A dad’s firm has been fined £50,000 after his own son sank under a mountain of wheat while cleaning out a storage tank.
Arthur Mason, 21, climbed inside the silo but became immersed under tonnes of grain at the farm owned by his dad Hugh Mason.
His colleagues heard his “muffled shouts” but he could not raise his head above the grain, and efforts to use a pipe to help him breath failed.
Maurice Mason Ltd was sentenced at Norwich Crown Court , having previously admitted failing to discharge its duty to ensure health, safety and welfare at work.
A victim personal statement was read to the court by Arthur’s mother, Kay Mason Billig, in which she said she was still “numb with shock”.
Mrs Billing said: “Farming accidents and accidents of this type involving enclosed spaces are alarmingly common.
“I urge farmers to take note of this verdict and look hard at their safety procedures.
“No one should have to lose their life in such a preventable accident. For the sake of a few thousand pounds spent on health and safety, Arthur would still be alive today.”
The court heard how Arthur, a history student at the University of Gloucester, died while cleaning one of the 12 silos at Hall Farm, in Fincham, Norfolk, in July 2014.
Farm worker Mark Funge rushed to help Arthur when he heard “muffled” screams from the grain silo he was cleaning.
Prosecutor Sarah Le Fevre, for the Health and Safety Executive (HSE), said: “He looked in the grain bin and saw Arthur’s hands and the top of his hat.”
Mr Funge climbed into the silo to try and pull Arthur free, but said: “The more I moved it away the more grain fell in.”
Mrs Le Fevre, explained that in the past they would empty the silos before cleaning them.

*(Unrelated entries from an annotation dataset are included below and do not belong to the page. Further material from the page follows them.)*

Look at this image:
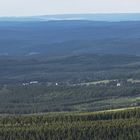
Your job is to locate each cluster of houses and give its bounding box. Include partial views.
[22,81,58,86]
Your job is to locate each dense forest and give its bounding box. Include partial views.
[0,108,140,140]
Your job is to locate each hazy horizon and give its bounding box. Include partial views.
[0,0,140,17]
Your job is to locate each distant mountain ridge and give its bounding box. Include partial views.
[0,13,140,22]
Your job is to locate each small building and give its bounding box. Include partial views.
[117,83,121,87]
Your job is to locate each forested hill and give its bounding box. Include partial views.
[0,108,140,140]
[0,20,140,57]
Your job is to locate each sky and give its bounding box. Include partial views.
[0,0,140,16]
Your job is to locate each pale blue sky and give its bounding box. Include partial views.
[0,0,140,16]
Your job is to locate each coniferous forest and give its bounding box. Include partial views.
[0,108,140,140]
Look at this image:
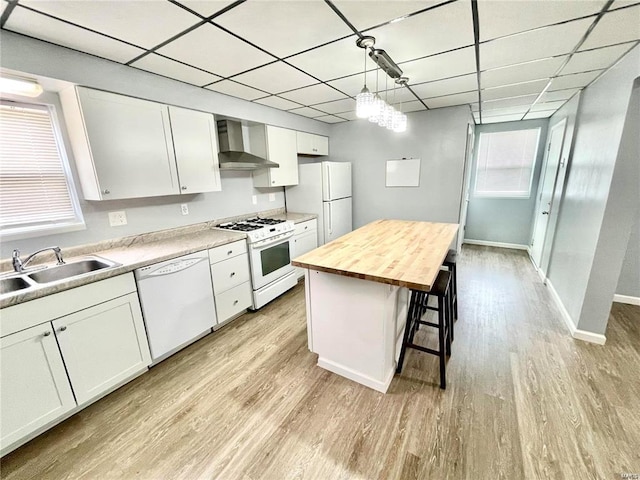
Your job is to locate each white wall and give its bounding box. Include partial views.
[0,31,329,258]
[330,106,471,228]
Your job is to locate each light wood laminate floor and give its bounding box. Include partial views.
[1,246,640,480]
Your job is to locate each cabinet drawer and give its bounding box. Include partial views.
[216,282,253,323]
[294,218,318,235]
[211,255,249,295]
[209,240,247,263]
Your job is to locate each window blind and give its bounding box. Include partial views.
[475,128,540,197]
[0,102,82,234]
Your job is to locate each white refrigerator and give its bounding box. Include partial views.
[285,162,353,246]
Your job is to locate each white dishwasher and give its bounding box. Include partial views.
[135,251,217,364]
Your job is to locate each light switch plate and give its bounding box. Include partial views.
[109,210,127,227]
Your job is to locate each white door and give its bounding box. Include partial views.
[52,293,151,405]
[531,119,567,267]
[322,162,351,202]
[323,197,353,243]
[0,322,76,450]
[169,107,220,193]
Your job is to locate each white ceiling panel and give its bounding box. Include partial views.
[549,71,602,91]
[424,92,478,108]
[399,47,476,84]
[412,73,478,98]
[367,1,473,63]
[560,43,634,75]
[313,98,356,113]
[280,83,346,105]
[480,56,567,88]
[131,53,221,86]
[255,96,300,110]
[214,0,353,58]
[580,5,640,50]
[206,80,268,100]
[480,19,593,70]
[233,62,318,93]
[20,0,200,48]
[333,0,443,31]
[158,24,274,77]
[4,5,144,63]
[482,79,548,101]
[478,0,606,41]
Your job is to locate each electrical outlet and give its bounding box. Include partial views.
[109,211,127,227]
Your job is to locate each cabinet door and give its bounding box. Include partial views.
[266,125,298,187]
[74,87,180,200]
[169,107,220,193]
[0,322,76,450]
[52,293,151,405]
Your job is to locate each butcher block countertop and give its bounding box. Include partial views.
[291,220,458,291]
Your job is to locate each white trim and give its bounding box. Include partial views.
[613,293,640,305]
[546,279,607,345]
[462,238,529,250]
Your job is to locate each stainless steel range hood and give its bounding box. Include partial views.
[217,120,280,170]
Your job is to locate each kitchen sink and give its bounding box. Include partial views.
[27,257,119,283]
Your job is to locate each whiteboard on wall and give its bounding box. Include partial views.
[386,158,420,187]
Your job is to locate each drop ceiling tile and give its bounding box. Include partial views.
[289,107,325,118]
[214,0,350,58]
[158,23,274,77]
[314,115,346,123]
[424,92,478,108]
[482,79,548,101]
[478,0,606,41]
[399,47,476,84]
[560,43,635,75]
[580,5,640,50]
[412,73,478,98]
[480,19,593,70]
[179,0,239,17]
[20,0,200,48]
[280,83,346,105]
[333,0,443,31]
[539,88,580,102]
[313,98,356,113]
[131,53,221,86]
[531,100,567,112]
[287,35,362,81]
[255,96,300,110]
[549,70,602,92]
[206,80,268,100]
[367,2,473,63]
[480,56,567,88]
[233,62,318,93]
[4,5,144,63]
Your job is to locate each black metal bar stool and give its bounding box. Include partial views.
[396,270,453,389]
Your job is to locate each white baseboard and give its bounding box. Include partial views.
[462,238,529,250]
[613,293,640,305]
[546,279,607,345]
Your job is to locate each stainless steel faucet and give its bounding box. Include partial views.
[11,247,64,272]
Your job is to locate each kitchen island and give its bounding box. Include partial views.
[292,220,458,393]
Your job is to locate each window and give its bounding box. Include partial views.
[0,100,84,238]
[474,128,540,198]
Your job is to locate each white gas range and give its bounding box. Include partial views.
[212,217,297,310]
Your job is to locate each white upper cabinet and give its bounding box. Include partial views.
[60,87,220,200]
[296,132,329,155]
[251,125,298,187]
[169,107,220,193]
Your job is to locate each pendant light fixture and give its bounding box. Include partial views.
[356,37,376,118]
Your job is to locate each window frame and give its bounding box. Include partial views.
[473,127,542,200]
[0,96,87,241]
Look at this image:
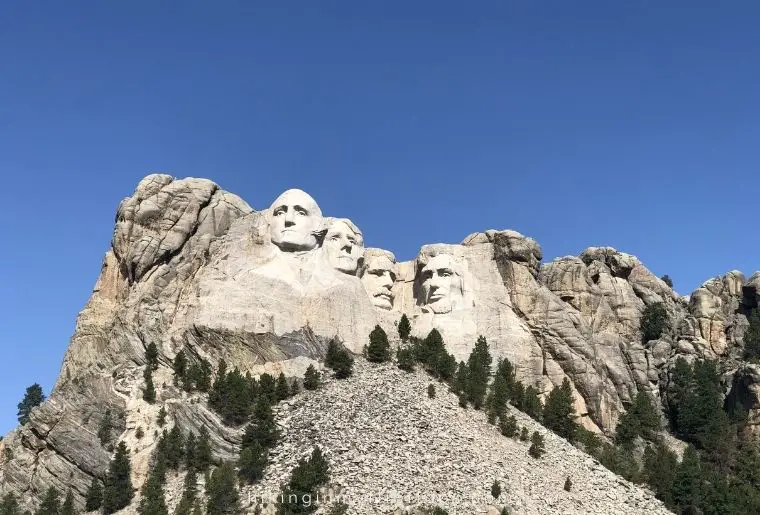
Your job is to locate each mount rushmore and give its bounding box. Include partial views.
[0,175,760,508]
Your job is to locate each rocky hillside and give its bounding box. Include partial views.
[0,175,760,512]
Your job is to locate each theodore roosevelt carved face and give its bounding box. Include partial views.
[359,249,396,310]
[420,254,464,314]
[269,189,324,252]
[322,218,364,275]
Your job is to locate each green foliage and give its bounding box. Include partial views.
[325,340,354,379]
[398,313,412,343]
[103,442,134,515]
[35,486,61,515]
[396,347,414,372]
[143,365,156,404]
[277,447,330,515]
[98,409,113,445]
[528,431,546,459]
[465,336,492,409]
[367,325,391,363]
[274,372,290,402]
[84,478,103,511]
[18,383,45,425]
[640,302,668,343]
[744,308,760,362]
[543,378,577,441]
[145,342,158,370]
[206,463,240,515]
[303,365,319,390]
[491,479,501,499]
[0,492,21,515]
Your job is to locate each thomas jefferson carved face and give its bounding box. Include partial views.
[421,254,464,313]
[322,219,364,275]
[361,254,396,310]
[269,189,323,252]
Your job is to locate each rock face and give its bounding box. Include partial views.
[0,175,760,511]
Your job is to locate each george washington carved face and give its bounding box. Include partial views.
[322,218,364,275]
[420,254,464,313]
[269,189,323,252]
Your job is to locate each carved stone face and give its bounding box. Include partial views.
[421,254,464,313]
[269,190,322,252]
[361,255,396,309]
[322,220,364,275]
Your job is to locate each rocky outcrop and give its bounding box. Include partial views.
[0,175,760,508]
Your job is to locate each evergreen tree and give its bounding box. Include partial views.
[367,325,391,363]
[238,441,267,483]
[499,414,517,438]
[145,342,158,370]
[143,365,156,404]
[84,478,103,511]
[640,302,668,343]
[673,445,701,513]
[398,313,412,343]
[491,479,501,499]
[303,365,319,390]
[396,347,414,372]
[137,471,169,515]
[58,490,76,515]
[195,426,213,472]
[172,350,188,386]
[543,378,576,441]
[274,372,290,402]
[35,486,61,515]
[98,409,113,445]
[18,383,45,425]
[206,463,240,515]
[528,431,546,458]
[522,386,542,420]
[103,442,134,515]
[325,340,354,379]
[467,336,492,409]
[0,492,21,515]
[744,308,760,362]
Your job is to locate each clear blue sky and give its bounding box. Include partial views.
[0,0,760,433]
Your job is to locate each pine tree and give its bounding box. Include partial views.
[35,486,61,515]
[491,479,501,499]
[195,426,213,472]
[398,313,412,343]
[543,378,576,441]
[303,365,319,390]
[206,463,240,515]
[103,442,134,515]
[143,365,156,404]
[0,492,21,515]
[137,471,169,515]
[673,445,701,513]
[84,478,103,511]
[145,342,158,370]
[744,308,760,362]
[640,302,668,343]
[528,431,546,458]
[238,441,267,483]
[18,383,45,425]
[274,372,290,402]
[467,336,492,409]
[172,350,187,386]
[367,325,391,363]
[98,409,113,445]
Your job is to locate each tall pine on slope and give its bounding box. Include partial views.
[18,383,45,425]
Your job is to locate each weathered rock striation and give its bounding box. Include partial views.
[0,175,760,508]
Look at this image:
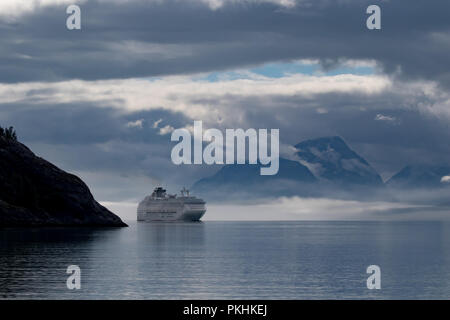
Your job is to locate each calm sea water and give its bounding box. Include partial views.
[0,221,450,299]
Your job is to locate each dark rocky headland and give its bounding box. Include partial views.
[0,128,127,227]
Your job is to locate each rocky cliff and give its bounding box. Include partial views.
[0,136,126,227]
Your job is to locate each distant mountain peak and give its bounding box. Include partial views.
[295,136,383,186]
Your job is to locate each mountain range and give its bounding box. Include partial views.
[192,136,450,198]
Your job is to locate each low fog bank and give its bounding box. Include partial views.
[102,189,450,221]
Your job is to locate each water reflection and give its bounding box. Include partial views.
[0,222,450,299]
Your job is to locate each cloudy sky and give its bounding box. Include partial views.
[0,0,450,218]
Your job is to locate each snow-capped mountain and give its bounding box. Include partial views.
[192,158,317,197]
[295,136,383,186]
[192,137,384,197]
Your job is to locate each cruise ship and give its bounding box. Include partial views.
[137,187,206,221]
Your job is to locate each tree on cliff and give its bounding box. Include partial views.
[0,127,17,141]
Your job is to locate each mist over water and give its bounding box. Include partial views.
[0,221,450,299]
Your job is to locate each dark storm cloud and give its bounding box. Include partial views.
[0,0,450,85]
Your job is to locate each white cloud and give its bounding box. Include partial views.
[0,0,87,20]
[375,113,396,122]
[153,119,162,129]
[0,74,392,122]
[127,119,144,128]
[159,125,175,136]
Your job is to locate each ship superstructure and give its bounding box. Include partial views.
[137,187,206,221]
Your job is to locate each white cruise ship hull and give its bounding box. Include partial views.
[137,198,206,222]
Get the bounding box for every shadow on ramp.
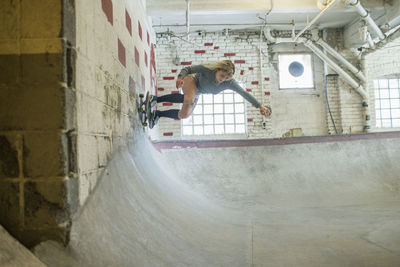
[35,130,400,266]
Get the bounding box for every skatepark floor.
[35,129,400,267]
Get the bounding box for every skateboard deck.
[138,92,151,126]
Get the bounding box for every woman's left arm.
[226,80,271,117]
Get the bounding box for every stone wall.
[0,0,155,247]
[0,0,78,246]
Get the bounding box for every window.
[278,54,314,89]
[374,79,400,128]
[182,83,247,136]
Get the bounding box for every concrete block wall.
[363,37,400,131]
[0,0,78,247]
[76,0,155,205]
[0,0,155,247]
[153,32,327,140]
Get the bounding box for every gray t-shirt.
[178,65,260,108]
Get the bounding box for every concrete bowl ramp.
[35,131,400,267]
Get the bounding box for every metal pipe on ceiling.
[343,0,386,40]
[314,36,366,82]
[264,29,368,101]
[186,0,190,41]
[153,23,304,28]
[293,0,338,41]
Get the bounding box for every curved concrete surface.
[35,131,400,266]
[0,225,46,267]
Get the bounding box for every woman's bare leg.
[178,76,197,119]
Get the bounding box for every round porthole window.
[289,61,304,77]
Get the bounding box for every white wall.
[76,0,154,204]
[363,35,400,131]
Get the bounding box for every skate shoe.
[149,95,157,108]
[149,110,160,129]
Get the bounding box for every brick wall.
[76,0,155,205]
[152,32,327,140]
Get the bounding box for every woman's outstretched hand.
[176,78,183,89]
[260,105,272,117]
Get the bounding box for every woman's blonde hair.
[203,60,235,79]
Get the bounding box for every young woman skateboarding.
[149,60,271,128]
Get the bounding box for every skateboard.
[138,92,151,126]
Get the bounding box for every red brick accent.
[101,0,113,25]
[125,9,132,36]
[135,47,140,67]
[129,76,136,95]
[138,21,143,40]
[118,39,126,67]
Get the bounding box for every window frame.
[277,52,316,91]
[181,85,248,138]
[373,76,400,131]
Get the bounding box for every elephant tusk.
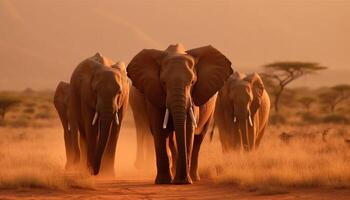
[91,111,98,125]
[190,106,197,128]
[163,108,169,129]
[115,111,119,125]
[248,115,253,126]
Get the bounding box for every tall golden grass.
[0,128,93,189]
[0,116,350,189]
[200,125,350,187]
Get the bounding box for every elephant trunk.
[93,111,115,175]
[169,88,189,182]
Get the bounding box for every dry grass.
[0,109,350,191]
[200,125,350,188]
[0,128,93,189]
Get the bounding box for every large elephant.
[54,81,80,169]
[212,72,270,152]
[69,53,129,175]
[127,44,233,184]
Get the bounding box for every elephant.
[54,81,80,169]
[69,53,129,176]
[129,86,154,169]
[127,44,233,184]
[212,72,270,152]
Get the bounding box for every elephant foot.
[99,169,115,178]
[154,174,172,184]
[191,172,201,181]
[172,176,193,185]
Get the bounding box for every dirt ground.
[0,180,350,200]
[0,115,350,200]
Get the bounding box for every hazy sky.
[0,0,350,89]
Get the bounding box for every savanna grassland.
[0,90,350,199]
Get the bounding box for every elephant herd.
[54,44,270,184]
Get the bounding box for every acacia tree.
[0,96,20,120]
[298,97,316,112]
[319,84,350,112]
[262,62,327,112]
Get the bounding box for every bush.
[35,111,52,119]
[269,114,287,125]
[301,112,320,124]
[23,107,35,114]
[323,114,349,124]
[8,116,30,128]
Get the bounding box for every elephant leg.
[168,133,178,174]
[255,125,266,148]
[135,125,145,169]
[144,129,155,169]
[154,132,172,184]
[101,123,120,176]
[70,127,80,165]
[190,121,209,181]
[79,133,89,169]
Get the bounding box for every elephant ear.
[244,73,265,115]
[126,49,166,107]
[186,45,233,106]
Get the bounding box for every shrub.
[301,112,320,124]
[23,107,35,114]
[269,114,287,125]
[35,111,52,119]
[323,114,349,124]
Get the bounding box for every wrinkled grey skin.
[54,81,80,170]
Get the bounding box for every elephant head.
[90,59,126,175]
[227,73,264,150]
[127,44,233,182]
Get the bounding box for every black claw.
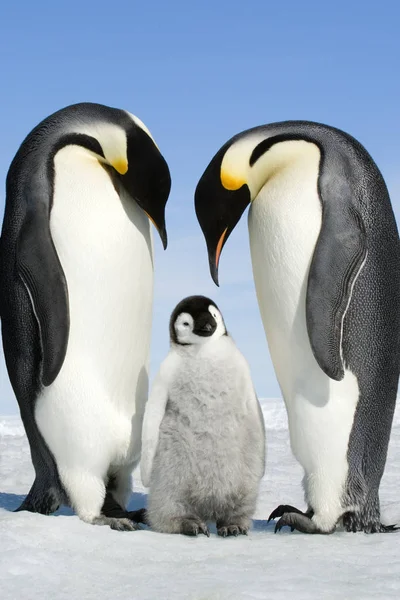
[126,508,148,525]
[267,504,304,523]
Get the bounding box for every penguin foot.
[180,519,210,537]
[14,480,61,515]
[343,513,400,533]
[274,511,318,533]
[126,508,149,525]
[91,515,140,531]
[267,504,314,523]
[217,525,249,537]
[101,492,148,525]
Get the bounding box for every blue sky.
[0,0,400,414]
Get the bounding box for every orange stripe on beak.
[215,228,228,269]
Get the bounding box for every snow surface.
[0,400,400,600]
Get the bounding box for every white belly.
[249,142,358,508]
[36,146,153,473]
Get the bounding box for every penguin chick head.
[169,296,228,346]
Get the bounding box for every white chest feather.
[36,146,153,462]
[249,142,358,516]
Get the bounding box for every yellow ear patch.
[111,158,128,175]
[221,169,246,190]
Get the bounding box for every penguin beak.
[110,158,128,175]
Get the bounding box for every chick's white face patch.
[174,313,197,344]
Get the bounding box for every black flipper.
[306,198,367,381]
[17,204,69,386]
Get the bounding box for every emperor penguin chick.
[141,296,265,537]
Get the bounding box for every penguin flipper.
[140,358,168,487]
[306,202,367,381]
[17,209,69,386]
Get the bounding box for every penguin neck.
[171,334,229,359]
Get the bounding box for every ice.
[0,399,400,600]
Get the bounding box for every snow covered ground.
[0,400,400,600]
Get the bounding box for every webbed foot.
[180,519,210,537]
[90,515,140,531]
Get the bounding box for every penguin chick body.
[141,296,265,537]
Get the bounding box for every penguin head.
[169,296,227,346]
[48,102,171,248]
[195,126,304,285]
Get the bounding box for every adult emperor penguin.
[0,103,171,529]
[195,121,400,533]
[140,296,265,537]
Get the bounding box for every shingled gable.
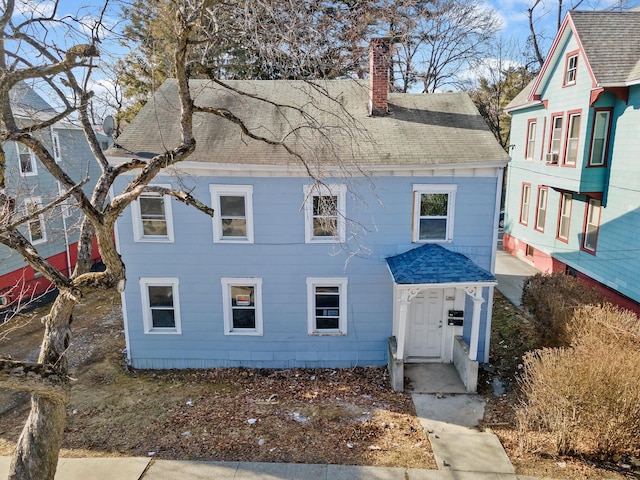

But this practice changed around 10 years ago and employees were required to enter the silo, stand on the grain surface and clean the exposed sides.
Another employee would then release some of the grain from the bottom of the silo, while the worker inside would stand on a ladder.
The court was told how just the night before the tragedy dad Hugh had discussed passing the farm on to Arthur.
Defending the firm, Mark Balysz said: “The night before Arthur’s death, father and son – as they often did – had discussed the future of the farm and how Arthur was to take over the running of it in 2017.”